Correlation Coefficient: -0.026771448055269292
P-Value: 0.007422037242741072
Reject the null hypothesis: There is a significant correlation between credit scores and attrition.


* The correlation coefficent is is -0.0268 which indicates there is a weak negative correlation between Credit Score and Exited. 

* The P-Value is 0.0074 which is less than the significance level, suggesting the correlation is statistically significant. 

* Reject the null hypothesis as there is a statistically significant although weak negative correlation between the two variables. Suggesting a relationship exists but credit score alone is unlikely to be a strong predictor of attrition. 

## **Hypothesis 3:** Using a Mann-Whitney U Test

Customers with shorter tenure at the bank are more likely to attrite.
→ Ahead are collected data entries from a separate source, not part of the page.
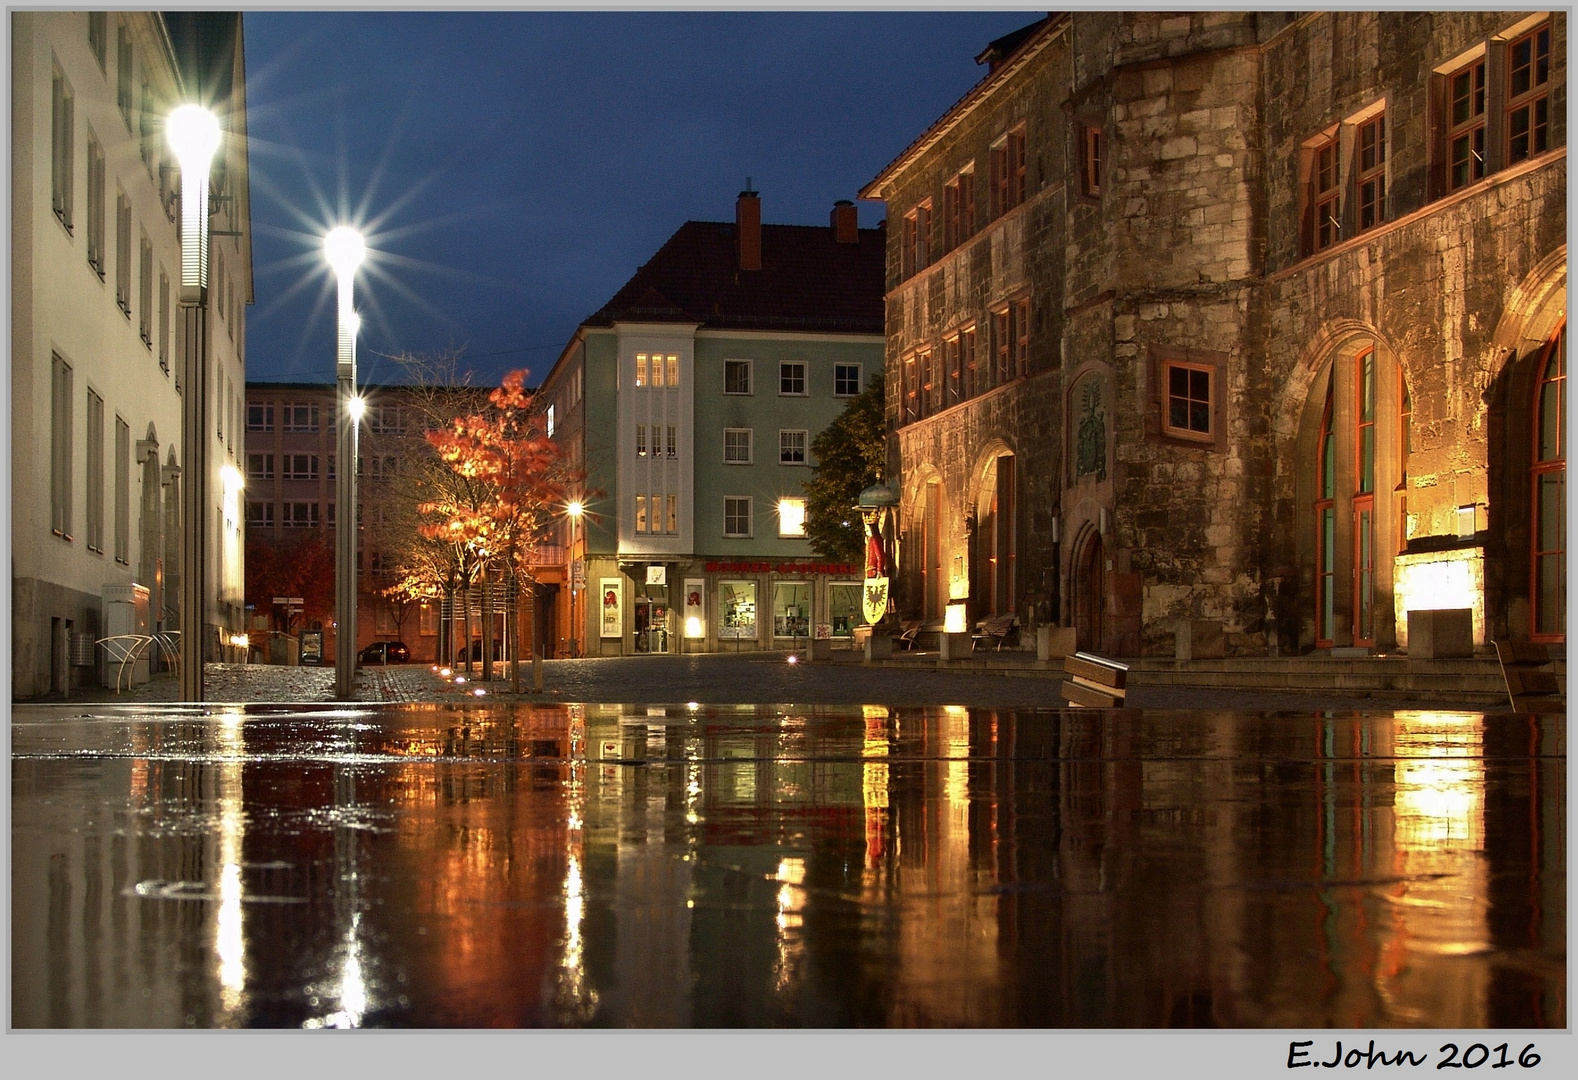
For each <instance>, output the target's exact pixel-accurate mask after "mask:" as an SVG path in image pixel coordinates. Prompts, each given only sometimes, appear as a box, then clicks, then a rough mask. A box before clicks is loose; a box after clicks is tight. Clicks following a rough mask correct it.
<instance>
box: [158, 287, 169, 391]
mask: <svg viewBox="0 0 1578 1080" xmlns="http://www.w3.org/2000/svg"><path fill="white" fill-rule="evenodd" d="M159 368H163V369H164V374H169V373H170V275H167V273H166V272H164V267H163V265H161V267H159Z"/></svg>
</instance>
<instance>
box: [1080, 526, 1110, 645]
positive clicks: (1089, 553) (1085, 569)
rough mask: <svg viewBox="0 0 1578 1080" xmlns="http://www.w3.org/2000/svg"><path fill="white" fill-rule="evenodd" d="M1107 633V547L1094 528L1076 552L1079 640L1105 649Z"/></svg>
mask: <svg viewBox="0 0 1578 1080" xmlns="http://www.w3.org/2000/svg"><path fill="white" fill-rule="evenodd" d="M1105 636H1106V549H1105V546H1103V543H1101V534H1100V531H1097V529H1090V531H1089V532H1087V534H1086V537H1084V540H1083V542H1081V545H1079V548H1078V554H1076V556H1075V643H1076V644H1078V647H1081V649H1089V651H1094V652H1100V651H1101V647H1103V646H1101V641H1103V638H1105Z"/></svg>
If newer customers are more prone to leaving, it may signal issues with onboarding, early experience, or unmet expectations. This insight is crucial for improving customer retention strategies during the first few months of engagement

In [9]:
# CoPilot Assistance
# Import necessary libraries for hypothesis testing
from scipy.stats import mannwhitneyu

# Split the dataset into two groups: customers who exited and those who did not
attrited_customers = df[df['Exited'] == 1]['Tenure']  # Customers who left the bank
retained_customers = df[df['Exited'] == 0]['Tenure']  # Customers who stayed

# Perform the Mann-Whitney U Test to compare the tenure between the two groups
u_stat, p_value = mannwhitneyu(attrited_customers, retained_customers, alternative='two-sided')

# Display the results
print("U-Statistic:", u_stat)
print("P-Value:", p_value)

# Interpret the results
alpha = 0.05  # Significance level
if p_value < alpha:
    print("Reject the null hypothesis: Customers with shorter tenure at the bank are more likely to attrite.")
else:
    print("Fail to reject the null hypothesis: No significant difference in tenure between attrited and retained customers.")

U-Statistic: 7955556.0
P-Value: 0.1729583374544681
Fail to reject the null hypothesis: No significant difference in tenure between attrited and retained customers.


* The U-Statistic is 7955556.0, which suggests the two groups overlap significantly meaning there is little difference between them. 

* The P-Value is 0.1729 which greater than the significance level. Indidcating the observed difference between Tenure and Attrition is not statistically significant. 

* Fail to reject the null hypothesis as no statistical significance.